Employees spend 7.8 times income on buying homes

Full-time employees could expect to spend approximately 7.8 times their workplace-based annual earnings on purchasing a home in England in 2019, new data published by the Office for National Statistics (ONS) revealed.

The data showed this was a significant improvement from the previous year, when the ratio was 8.0.

In Wales, the ONS revealed a full-time employee could expect to spend around 5.8 times their workplace-based annual earnings on purchasing a home, which was not significantly different to 2018.

In both England and Wales, the ONS also revealed that earnings increased proportionally more than house prices in 2019 – suggesting this made housing more affordable. In England, the median price paid for properties increased by 0.02% in 2019 compared with 2018, with earnings increasing by 2.7%, while in Wales, the data showed house prices increased by 2.6%, with earnings increasing by 4.4%.

At the local level, earnings increased by more than house prices in around 60% of local authority districts, leading to improvements in housing affordability in these areas. However, the ONS reported that these were not statistically significant changes.

Hargreaves Lansdown personal finance analyst, Sarah Coles, suggested that in many parts of the country, 2019 felt like a “great year” to be moving onto, or up the property ladder, as “sluggish house prices” and rising wages made houses more affordable.

“But 2020 is going to be much tougher all round,” Coles said. “Sellers face the prospect of falling values – and may well be reluctant to have viewers wander round their home – so the market could freeze up.

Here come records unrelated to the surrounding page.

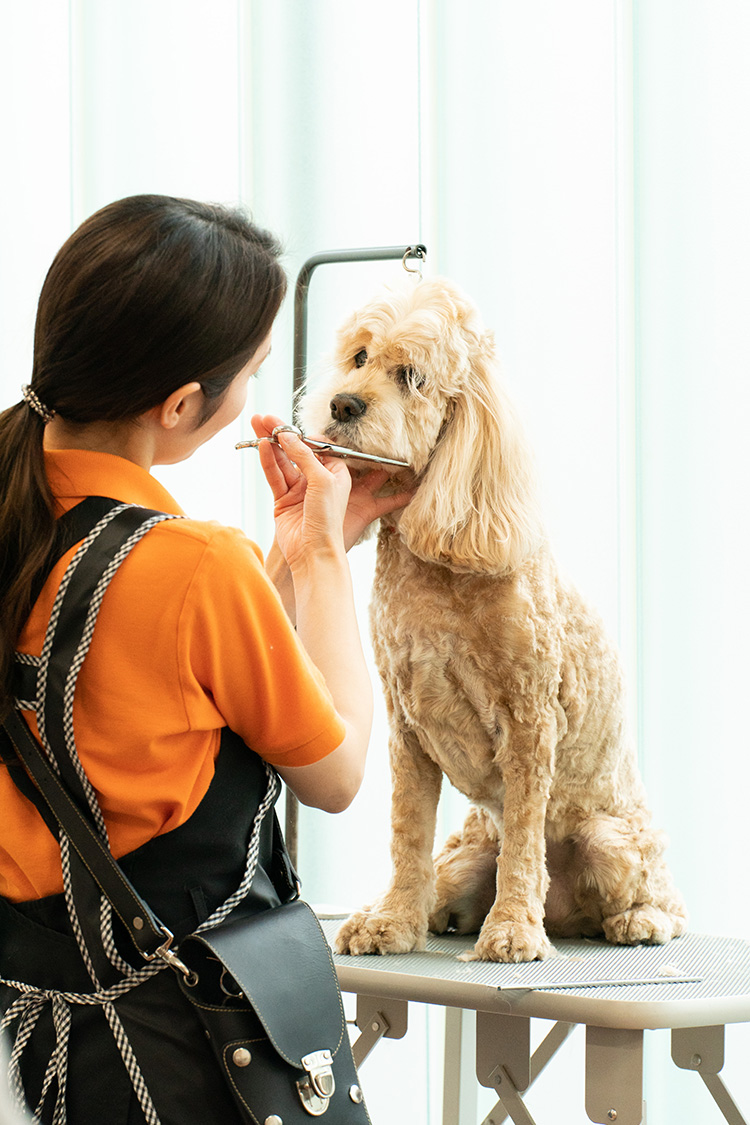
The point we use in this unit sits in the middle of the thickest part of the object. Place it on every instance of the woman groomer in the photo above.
(152, 320)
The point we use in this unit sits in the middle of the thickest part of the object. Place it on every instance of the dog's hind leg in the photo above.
(625, 880)
(397, 923)
(466, 873)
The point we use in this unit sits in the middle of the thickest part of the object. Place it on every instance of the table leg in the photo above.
(702, 1050)
(614, 1076)
(459, 1082)
(377, 1017)
(542, 1055)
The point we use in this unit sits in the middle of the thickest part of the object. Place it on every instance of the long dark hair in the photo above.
(146, 295)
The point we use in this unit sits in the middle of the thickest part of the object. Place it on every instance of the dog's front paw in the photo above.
(380, 932)
(644, 925)
(509, 941)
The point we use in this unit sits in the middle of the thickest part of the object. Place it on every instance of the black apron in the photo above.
(184, 875)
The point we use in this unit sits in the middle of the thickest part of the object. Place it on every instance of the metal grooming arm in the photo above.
(328, 258)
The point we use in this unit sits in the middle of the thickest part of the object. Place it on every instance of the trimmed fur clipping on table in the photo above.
(496, 672)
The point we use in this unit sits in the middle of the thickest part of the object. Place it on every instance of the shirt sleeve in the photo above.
(241, 656)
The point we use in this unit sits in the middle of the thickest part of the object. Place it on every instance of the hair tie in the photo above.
(33, 399)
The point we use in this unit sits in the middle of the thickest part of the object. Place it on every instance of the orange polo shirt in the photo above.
(191, 637)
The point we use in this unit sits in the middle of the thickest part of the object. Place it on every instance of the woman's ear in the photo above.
(182, 405)
(476, 507)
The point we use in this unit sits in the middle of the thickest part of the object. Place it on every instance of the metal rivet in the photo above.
(242, 1058)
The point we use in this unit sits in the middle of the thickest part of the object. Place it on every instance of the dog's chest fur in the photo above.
(464, 658)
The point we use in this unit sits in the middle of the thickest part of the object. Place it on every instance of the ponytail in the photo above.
(147, 294)
(27, 528)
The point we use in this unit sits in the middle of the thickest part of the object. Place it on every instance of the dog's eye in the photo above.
(409, 377)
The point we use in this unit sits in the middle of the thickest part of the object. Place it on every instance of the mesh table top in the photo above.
(693, 981)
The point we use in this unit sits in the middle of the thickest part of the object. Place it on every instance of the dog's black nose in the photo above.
(345, 407)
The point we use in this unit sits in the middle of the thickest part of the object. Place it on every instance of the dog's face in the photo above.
(414, 378)
(399, 363)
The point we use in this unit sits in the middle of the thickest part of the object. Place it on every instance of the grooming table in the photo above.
(695, 986)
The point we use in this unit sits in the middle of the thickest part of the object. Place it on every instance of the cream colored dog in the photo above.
(496, 672)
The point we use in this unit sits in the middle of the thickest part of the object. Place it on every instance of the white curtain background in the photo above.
(583, 170)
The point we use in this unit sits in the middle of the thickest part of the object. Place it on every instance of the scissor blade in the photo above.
(325, 447)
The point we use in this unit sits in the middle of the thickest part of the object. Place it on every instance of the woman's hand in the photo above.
(292, 469)
(310, 494)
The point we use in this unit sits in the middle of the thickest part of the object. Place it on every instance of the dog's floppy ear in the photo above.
(476, 507)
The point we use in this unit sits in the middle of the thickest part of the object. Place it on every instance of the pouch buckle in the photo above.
(316, 1090)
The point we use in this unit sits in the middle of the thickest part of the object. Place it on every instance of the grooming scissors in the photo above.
(323, 447)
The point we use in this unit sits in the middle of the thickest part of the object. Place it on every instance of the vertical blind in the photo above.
(583, 171)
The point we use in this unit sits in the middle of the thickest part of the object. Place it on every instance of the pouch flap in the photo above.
(282, 963)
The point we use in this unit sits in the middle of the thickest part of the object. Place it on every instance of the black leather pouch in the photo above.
(267, 992)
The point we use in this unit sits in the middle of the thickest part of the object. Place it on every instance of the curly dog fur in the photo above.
(496, 672)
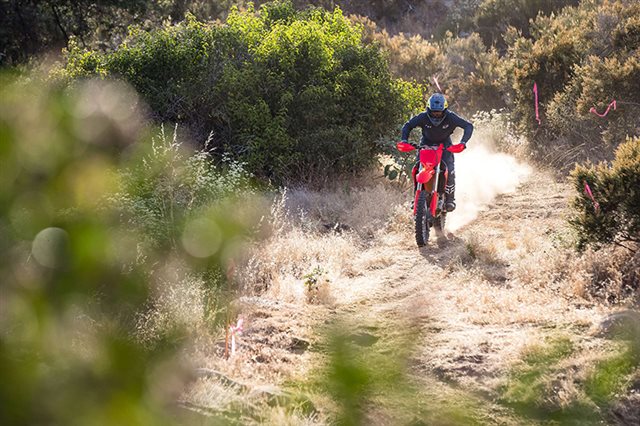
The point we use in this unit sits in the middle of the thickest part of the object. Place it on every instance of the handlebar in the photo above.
(408, 147)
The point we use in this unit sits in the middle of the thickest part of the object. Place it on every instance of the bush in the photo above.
(76, 276)
(615, 187)
(294, 95)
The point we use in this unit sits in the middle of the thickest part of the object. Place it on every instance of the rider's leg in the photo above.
(414, 172)
(450, 189)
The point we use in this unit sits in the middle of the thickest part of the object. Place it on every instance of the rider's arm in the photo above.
(464, 124)
(410, 125)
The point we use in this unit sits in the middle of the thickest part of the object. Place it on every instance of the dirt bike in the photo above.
(430, 180)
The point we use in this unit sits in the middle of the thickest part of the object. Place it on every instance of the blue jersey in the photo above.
(435, 134)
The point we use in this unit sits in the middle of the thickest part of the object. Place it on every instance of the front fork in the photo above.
(433, 206)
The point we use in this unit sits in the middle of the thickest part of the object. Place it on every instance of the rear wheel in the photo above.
(422, 220)
(439, 222)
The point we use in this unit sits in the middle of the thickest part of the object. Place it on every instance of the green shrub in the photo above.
(578, 61)
(294, 95)
(76, 276)
(616, 188)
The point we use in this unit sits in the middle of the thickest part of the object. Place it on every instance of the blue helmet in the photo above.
(437, 103)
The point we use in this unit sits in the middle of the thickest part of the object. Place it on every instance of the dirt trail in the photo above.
(472, 298)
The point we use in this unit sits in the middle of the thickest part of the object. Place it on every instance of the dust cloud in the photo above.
(481, 175)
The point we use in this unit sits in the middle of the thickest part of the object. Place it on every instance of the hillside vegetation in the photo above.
(170, 168)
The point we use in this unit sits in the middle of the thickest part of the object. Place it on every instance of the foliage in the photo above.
(615, 188)
(292, 94)
(32, 27)
(578, 62)
(76, 279)
(494, 17)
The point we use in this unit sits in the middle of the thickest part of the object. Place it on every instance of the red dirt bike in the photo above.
(429, 179)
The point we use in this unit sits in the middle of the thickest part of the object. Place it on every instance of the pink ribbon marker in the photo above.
(535, 92)
(435, 80)
(235, 330)
(612, 104)
(587, 190)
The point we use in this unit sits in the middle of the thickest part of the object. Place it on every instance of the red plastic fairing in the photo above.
(434, 204)
(404, 147)
(456, 149)
(430, 157)
(425, 175)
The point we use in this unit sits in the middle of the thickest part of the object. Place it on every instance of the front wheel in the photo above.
(423, 216)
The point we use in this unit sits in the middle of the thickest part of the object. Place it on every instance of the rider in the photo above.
(437, 124)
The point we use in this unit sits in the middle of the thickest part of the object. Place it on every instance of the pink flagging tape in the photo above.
(435, 80)
(235, 330)
(535, 93)
(612, 104)
(587, 190)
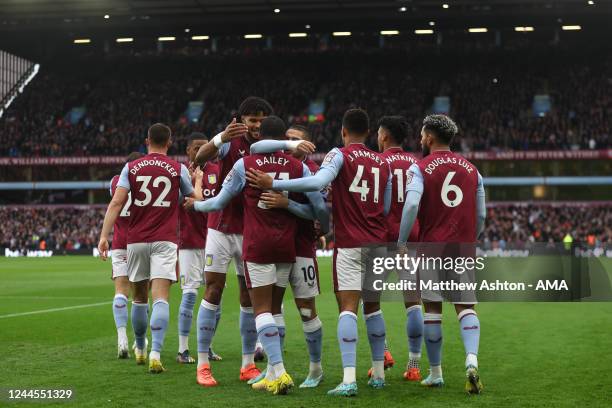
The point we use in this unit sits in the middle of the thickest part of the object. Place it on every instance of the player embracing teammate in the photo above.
(448, 198)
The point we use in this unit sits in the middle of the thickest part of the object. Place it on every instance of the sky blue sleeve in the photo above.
(301, 210)
(268, 146)
(223, 150)
(124, 181)
(326, 174)
(414, 191)
(186, 187)
(388, 193)
(481, 208)
(232, 186)
(416, 183)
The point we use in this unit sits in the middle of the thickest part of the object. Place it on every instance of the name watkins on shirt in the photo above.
(165, 165)
(272, 160)
(399, 156)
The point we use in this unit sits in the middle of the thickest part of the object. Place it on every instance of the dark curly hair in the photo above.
(443, 127)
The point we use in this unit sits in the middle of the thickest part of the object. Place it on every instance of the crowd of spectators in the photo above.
(518, 225)
(491, 95)
(49, 228)
(507, 226)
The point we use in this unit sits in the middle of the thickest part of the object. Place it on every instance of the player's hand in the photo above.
(234, 130)
(402, 249)
(198, 173)
(189, 203)
(273, 199)
(103, 248)
(323, 242)
(259, 179)
(305, 147)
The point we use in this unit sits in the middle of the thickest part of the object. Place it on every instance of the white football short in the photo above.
(351, 266)
(152, 260)
(221, 248)
(119, 262)
(191, 268)
(257, 275)
(304, 278)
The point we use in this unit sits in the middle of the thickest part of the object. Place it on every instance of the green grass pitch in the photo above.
(531, 354)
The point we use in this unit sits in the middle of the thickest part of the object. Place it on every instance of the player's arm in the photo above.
(232, 186)
(481, 208)
(219, 145)
(198, 174)
(414, 191)
(327, 173)
(388, 193)
(185, 187)
(112, 212)
(271, 146)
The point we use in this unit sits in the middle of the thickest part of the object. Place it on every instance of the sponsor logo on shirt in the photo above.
(328, 158)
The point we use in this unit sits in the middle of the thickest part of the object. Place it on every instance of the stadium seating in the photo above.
(491, 101)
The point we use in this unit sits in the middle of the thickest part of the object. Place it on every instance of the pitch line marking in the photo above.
(57, 309)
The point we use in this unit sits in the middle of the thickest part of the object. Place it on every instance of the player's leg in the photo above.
(139, 274)
(163, 274)
(120, 301)
(414, 332)
(432, 333)
(261, 279)
(248, 329)
(304, 279)
(470, 334)
(191, 267)
(347, 285)
(217, 259)
(376, 330)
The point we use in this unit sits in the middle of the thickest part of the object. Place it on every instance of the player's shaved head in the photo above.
(441, 127)
(396, 126)
(305, 133)
(134, 156)
(356, 122)
(195, 136)
(273, 127)
(254, 105)
(159, 135)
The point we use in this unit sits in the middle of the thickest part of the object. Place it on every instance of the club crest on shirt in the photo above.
(409, 177)
(229, 176)
(328, 158)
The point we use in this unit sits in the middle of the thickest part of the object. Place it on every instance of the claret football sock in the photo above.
(347, 339)
(206, 328)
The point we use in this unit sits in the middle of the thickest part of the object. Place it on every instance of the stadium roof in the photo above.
(233, 15)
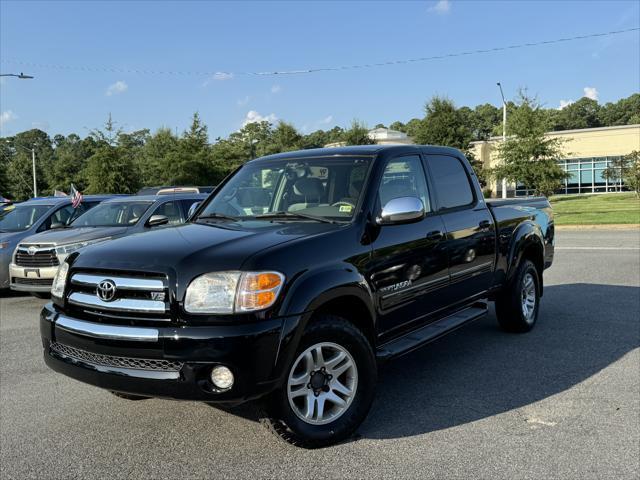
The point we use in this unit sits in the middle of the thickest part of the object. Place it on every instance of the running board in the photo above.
(431, 332)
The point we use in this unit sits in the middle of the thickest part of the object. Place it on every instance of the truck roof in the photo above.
(57, 200)
(360, 150)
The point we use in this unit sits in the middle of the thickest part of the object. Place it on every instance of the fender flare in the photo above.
(309, 292)
(527, 234)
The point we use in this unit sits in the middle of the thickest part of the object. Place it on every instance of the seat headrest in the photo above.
(308, 187)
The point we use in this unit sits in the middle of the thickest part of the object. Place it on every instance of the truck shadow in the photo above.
(479, 371)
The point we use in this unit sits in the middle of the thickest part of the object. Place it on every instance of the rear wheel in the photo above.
(329, 387)
(517, 307)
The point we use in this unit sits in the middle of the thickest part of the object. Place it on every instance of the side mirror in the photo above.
(192, 209)
(156, 220)
(401, 210)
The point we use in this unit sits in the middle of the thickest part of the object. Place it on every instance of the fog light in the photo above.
(222, 377)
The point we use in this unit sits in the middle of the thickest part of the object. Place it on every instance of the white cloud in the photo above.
(564, 103)
(43, 125)
(116, 88)
(591, 92)
(218, 77)
(254, 117)
(6, 117)
(442, 7)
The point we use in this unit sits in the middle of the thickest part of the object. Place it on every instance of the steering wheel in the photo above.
(343, 202)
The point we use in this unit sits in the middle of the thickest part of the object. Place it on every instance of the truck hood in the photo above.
(192, 249)
(64, 236)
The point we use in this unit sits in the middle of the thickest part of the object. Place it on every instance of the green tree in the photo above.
(357, 134)
(191, 163)
(70, 160)
(444, 125)
(627, 169)
(109, 170)
(585, 113)
(20, 165)
(155, 156)
(528, 156)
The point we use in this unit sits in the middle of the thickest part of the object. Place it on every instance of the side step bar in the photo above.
(430, 332)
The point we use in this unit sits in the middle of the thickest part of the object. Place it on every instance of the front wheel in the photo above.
(517, 307)
(329, 387)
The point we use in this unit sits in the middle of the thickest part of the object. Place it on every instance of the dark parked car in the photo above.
(37, 215)
(294, 279)
(36, 259)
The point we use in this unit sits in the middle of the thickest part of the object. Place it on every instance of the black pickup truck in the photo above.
(294, 279)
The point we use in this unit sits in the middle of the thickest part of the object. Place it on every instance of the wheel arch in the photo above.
(527, 244)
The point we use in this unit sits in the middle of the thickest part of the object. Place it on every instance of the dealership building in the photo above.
(588, 152)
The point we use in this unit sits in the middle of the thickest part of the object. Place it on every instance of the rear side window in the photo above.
(450, 180)
(171, 210)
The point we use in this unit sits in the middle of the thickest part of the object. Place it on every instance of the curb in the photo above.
(612, 226)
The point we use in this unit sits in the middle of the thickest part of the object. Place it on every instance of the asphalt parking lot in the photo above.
(560, 402)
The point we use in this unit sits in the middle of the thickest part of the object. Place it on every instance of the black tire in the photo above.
(284, 422)
(128, 396)
(509, 304)
(41, 294)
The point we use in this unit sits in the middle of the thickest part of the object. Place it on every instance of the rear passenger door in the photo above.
(470, 230)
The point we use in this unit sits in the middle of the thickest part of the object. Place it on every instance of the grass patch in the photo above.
(596, 209)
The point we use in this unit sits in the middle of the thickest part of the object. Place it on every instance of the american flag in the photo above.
(76, 196)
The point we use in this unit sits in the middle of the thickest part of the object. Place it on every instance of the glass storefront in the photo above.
(585, 176)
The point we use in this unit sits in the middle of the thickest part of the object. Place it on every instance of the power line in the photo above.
(225, 75)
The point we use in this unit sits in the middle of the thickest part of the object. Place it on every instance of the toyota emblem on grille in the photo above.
(106, 290)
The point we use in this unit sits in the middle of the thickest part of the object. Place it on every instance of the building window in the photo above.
(585, 176)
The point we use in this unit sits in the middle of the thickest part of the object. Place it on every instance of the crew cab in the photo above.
(294, 279)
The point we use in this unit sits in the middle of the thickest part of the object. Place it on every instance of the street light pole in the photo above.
(504, 135)
(33, 164)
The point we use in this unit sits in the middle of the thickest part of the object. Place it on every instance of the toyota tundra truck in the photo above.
(295, 279)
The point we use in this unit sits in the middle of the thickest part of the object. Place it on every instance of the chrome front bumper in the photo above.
(41, 278)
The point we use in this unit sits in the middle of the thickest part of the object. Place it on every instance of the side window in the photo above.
(186, 205)
(450, 180)
(62, 216)
(171, 210)
(404, 177)
(83, 207)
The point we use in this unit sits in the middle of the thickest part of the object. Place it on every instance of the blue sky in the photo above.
(258, 36)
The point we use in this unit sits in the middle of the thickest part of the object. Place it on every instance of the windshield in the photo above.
(22, 217)
(112, 215)
(320, 187)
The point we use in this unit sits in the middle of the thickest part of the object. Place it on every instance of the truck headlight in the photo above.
(59, 281)
(233, 292)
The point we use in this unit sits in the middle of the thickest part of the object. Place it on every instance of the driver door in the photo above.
(408, 266)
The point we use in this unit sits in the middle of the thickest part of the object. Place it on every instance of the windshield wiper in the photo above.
(284, 214)
(217, 216)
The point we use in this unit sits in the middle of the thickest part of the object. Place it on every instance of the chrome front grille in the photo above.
(36, 256)
(98, 359)
(120, 295)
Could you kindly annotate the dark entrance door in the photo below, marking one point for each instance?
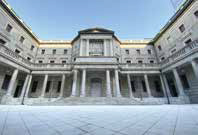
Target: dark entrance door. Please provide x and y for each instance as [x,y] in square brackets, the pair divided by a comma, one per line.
[172,88]
[18,90]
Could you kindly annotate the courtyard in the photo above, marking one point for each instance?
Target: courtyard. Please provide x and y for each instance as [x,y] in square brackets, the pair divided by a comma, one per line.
[99,120]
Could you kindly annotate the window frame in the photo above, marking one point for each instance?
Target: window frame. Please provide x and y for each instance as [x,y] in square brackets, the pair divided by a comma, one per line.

“It means that while prices are theoretically dropping, there could be nothing around to buy. Buyers may dry up too, put off by the prospect of snapping up a home that falls in value even before they’ve exchanged contracts.

“For those who have just bought a house, things could look pretty grim for a while – particularly if you’ve snapped up a new build. The premium on brand new property evaporates as soon as you’re in through the front door, so once the market struggles, you could quickly find yourself in negative territory.”